Best Control • Pitchers
|WALK RATE (Starters)|
|4||Lawrence, Casey||Blue Jays||rhp||29||EL||75||4.1||98%|
In Focus: Prior to signing with the Astros in January, Cesar Valdez had not pitched in affiliated ball since 2011. That time away certainly didn’t inhibit him from ranking among the Pacific Coast League leaders with a 3.12 ERA and 1.13 WHIP in 2016. Valdez pitched in the Mexican League in 2013 and 2015 and in winter ball every year to stay sharp. He appears on the free-agent leaderboards for walk rate, strikeout rate, home run rate and groundball rate, which suggests he will make a nice depth option for the Athletics, who signed him last week.
|WALK RATE (Relievers)|
In Focus: The Giants quickly signed 28-year-old lefthander Kraig Sitton this fall when he hit the market. The 6-foot-5 Oregon State product sharpened his control markedly in 2016 and has past 40-man roster time (but no big league experience) with the Rockies, his drafting organization. Sitton has a track record for retiring same-side batters in the minors, and in 2016 he allowed lefties to hit just .211/.253/.300 in nearly 100 plate appearances.

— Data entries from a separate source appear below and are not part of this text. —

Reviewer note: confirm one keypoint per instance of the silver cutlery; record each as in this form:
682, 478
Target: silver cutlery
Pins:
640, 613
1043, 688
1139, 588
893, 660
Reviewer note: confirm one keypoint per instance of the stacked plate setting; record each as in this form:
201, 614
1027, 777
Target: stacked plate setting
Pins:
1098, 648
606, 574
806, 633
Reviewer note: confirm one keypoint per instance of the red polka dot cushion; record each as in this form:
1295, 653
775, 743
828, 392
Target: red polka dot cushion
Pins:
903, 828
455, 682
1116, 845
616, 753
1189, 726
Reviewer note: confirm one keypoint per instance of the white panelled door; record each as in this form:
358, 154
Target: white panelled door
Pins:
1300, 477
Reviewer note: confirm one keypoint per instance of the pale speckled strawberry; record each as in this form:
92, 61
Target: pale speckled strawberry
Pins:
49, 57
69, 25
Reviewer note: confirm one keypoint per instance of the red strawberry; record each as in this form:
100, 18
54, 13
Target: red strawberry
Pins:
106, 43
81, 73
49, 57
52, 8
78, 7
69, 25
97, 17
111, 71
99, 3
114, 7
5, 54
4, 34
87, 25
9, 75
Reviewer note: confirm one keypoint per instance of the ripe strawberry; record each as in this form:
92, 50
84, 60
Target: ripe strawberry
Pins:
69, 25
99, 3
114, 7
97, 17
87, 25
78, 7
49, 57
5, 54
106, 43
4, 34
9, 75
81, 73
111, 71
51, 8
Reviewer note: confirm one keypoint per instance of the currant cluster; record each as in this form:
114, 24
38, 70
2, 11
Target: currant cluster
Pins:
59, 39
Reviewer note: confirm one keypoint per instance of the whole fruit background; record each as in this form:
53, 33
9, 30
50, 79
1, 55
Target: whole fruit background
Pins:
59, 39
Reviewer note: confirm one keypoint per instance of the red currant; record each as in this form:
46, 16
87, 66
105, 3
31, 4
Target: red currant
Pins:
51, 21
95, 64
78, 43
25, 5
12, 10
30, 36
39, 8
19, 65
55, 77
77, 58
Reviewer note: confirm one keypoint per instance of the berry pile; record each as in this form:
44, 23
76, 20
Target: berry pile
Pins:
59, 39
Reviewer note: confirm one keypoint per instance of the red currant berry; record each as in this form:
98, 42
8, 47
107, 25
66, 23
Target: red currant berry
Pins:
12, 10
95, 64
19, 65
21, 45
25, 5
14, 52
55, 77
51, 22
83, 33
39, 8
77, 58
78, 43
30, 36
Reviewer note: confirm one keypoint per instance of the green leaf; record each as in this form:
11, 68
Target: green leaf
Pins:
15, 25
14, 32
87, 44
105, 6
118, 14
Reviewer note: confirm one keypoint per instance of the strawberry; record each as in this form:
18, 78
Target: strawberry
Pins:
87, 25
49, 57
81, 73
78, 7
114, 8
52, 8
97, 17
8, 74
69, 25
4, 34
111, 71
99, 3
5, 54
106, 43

|STRIKEOUT RATE (Starters)|
|2||Atkins, Mitch||Red Sox||rhp||31||EL||127||26.4||97%|
In Focus: The Angels quickly signed Osmer Morales when he became a free agent, and he should begin 2017 in the Double-A rotation. He pitches at 88 mph but generates tremendous spin on the pitch, which makes it appear faster to opposing batters, and he also generates swings and misses with a low-70s curveball and low-80s changeup. While Morales throws no pitch that would grade better than average, he hides the ball well and locates all his pitches for strikes. He is one of the most promising starting pitchers on the minor league free agent market.
|STRIKEOUT RATE (Relievers)|
In Focus: Jeff Malm has one of the more interesting backstories among the pool of minor league free agents. The Rays went over-slot to sign him as a fifth-round pick in 2009—back when he played first base at Bishop Gorman High in Las Vegas. Malm, who bats lefthanded, reached Double-A as a position player in 2014 but didn’t hit for a ton of power, so Tampa Bay released him that offseason.
The Angels signed Malm as a pitcher in February 2015 but didn’t retain him after 15 games (including six starts) at Rookie-level Orem. The Dodgers signed him for 2016, and he went to spring training expecting to be a position player once again. Ultimately, he wound up back on the mound and made his first appearance in the California League on April 28. He made it back to Double-A in July, this time as a pitcher. While he got lit up in his first and last outings in the Texas League, he recorded a 0.56 ERA with 13 strikeouts and three walks in 16 innings in between. Malm will focus on preparing to pitch this offseason and could be a sleeper.